In Canada, we've become super-sensitive to litigious patent holders given how NTP Inc. has being making life difficult for Research in Motion for the past four years. So, it's fascinating to see Rates Technology Inc. jump into the spotlight by suing Google for infringing on its VOIP patents. (Here's the lawsuit.)Like NTP, RTI is nothing more than a shell that holds patents and pursues licensing agreements. To be perfectly blunt, RTI is what NTP aspires to be when it grows up given RTI has agreements with more than 700 companies on a one-time, one-fee basis. In the patent world, once you bag a big prize (e.g. RIM), it's so much easier to convince other company's to enter into licenses. RTI's “hit list” features a who's who of the telecom world such as Lucent, Cisco, Nortel and Huawei. RTI's lawsuit activity has targeted Mitel Networks for $945-million and Alcatel for $1.15-billion. Rich Tehrani provides a lot of the juicy details about RTI following a conversation he had with RTI's Jerry Weinberg. If RIM's battle with NTP and RTI's licensing track record is any indication, Google would be wise to settle quickly to make RTI go away. From a bigger-picture perspective, do you think the activities and RTI and NTP will build momentum to look at how the U.S. Patent and Trademark Office issues patents. In particular, it seems like there could be a backlash against the broad patents the USPTO grants, which have given many patent holder enormous legal clout because defendants have such a difficult time demonstrating they aren't infringing them. The key issue is whether these broad patents will deter innovation if patent “trolls” can easily solicit licensing fees out of companies developing new technology.
Update: The National Business Review has published a story on patent “trolling”, citing Rich Tehrani's interview.
It's an interesting issue, Mark. If the founder of Rates developed least-cost routing in the 1970s (and I don't know whether he did or not) shouldn't he be entitled to patent that and then sue companies who don't want to license his technology? Should he be prevented from doing so just because he doesn't make anything? Thomas Edison didn't make very many things either, but he was still a great inventor with plenty of patents.
I'm not sure if I understand how “least cost routing” applies here.
To a lay person, neither patent seems relevant here. This definitely looks like a David fishing for some quick cash. I hope Google doesn't roll over.
Mark,
You are not a subscriber of Google Talk, I can see that. The service provides links only between computers. It does not involve any phone connection.
RTI legal crew does not have any technical background.
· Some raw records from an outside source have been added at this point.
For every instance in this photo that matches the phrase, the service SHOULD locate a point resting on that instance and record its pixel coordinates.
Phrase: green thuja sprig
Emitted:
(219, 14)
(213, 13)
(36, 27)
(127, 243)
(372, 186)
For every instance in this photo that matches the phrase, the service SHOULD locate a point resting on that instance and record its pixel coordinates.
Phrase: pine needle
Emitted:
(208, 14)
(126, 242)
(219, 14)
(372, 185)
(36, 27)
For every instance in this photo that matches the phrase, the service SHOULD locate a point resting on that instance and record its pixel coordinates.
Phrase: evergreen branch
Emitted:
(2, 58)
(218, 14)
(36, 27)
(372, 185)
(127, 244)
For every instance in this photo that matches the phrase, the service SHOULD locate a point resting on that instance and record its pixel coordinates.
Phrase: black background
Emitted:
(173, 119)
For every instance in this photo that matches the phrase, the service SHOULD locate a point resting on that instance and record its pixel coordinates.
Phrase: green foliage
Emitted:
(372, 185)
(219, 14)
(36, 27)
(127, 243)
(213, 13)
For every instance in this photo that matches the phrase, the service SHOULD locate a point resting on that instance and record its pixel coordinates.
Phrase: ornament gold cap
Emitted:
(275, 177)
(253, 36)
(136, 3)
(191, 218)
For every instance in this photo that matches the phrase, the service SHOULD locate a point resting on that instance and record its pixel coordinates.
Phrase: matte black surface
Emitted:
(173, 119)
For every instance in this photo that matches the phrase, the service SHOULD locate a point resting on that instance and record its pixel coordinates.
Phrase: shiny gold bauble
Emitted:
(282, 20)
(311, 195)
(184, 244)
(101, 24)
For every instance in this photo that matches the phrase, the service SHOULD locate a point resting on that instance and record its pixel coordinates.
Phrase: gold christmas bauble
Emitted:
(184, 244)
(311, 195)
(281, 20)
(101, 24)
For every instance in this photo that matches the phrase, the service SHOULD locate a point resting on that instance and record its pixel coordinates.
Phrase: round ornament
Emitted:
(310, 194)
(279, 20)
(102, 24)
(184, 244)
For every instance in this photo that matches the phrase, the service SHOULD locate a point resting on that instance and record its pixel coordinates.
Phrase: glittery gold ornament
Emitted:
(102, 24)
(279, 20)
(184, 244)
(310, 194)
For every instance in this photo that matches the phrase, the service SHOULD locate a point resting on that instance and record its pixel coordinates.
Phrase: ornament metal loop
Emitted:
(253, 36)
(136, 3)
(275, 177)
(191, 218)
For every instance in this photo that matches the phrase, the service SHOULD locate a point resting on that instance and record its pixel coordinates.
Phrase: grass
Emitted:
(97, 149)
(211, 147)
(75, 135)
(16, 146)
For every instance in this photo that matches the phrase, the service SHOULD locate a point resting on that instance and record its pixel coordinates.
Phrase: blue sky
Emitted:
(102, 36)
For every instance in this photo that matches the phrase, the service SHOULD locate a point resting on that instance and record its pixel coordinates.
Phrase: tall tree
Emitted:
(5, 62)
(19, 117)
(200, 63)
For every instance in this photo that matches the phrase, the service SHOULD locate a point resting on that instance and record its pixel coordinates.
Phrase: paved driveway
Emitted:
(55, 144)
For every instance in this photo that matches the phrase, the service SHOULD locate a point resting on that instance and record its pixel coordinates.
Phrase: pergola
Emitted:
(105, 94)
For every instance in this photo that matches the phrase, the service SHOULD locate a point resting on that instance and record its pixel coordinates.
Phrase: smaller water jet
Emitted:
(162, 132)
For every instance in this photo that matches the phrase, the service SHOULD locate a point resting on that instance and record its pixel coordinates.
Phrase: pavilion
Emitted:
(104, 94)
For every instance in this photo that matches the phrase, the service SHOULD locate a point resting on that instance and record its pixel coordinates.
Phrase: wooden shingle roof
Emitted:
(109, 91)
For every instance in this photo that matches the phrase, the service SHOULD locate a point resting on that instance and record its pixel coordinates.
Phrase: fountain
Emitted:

RTI's lawsuit has no merit.
Dorin
The idea of long copyrights and patents is an old royal-favor idea. This suggests immediately that the whole notion is dubious. Add to this, effective devaluation of possessed knowledge to zero (you paid what for your last google search?), add additionally that the whole idea of “knowledge work” arose in the context of the 1950's and 1960's (when information was hard to get at, among other things) and that things have Really Changed, and the whole IP conversation seems just a tad weird.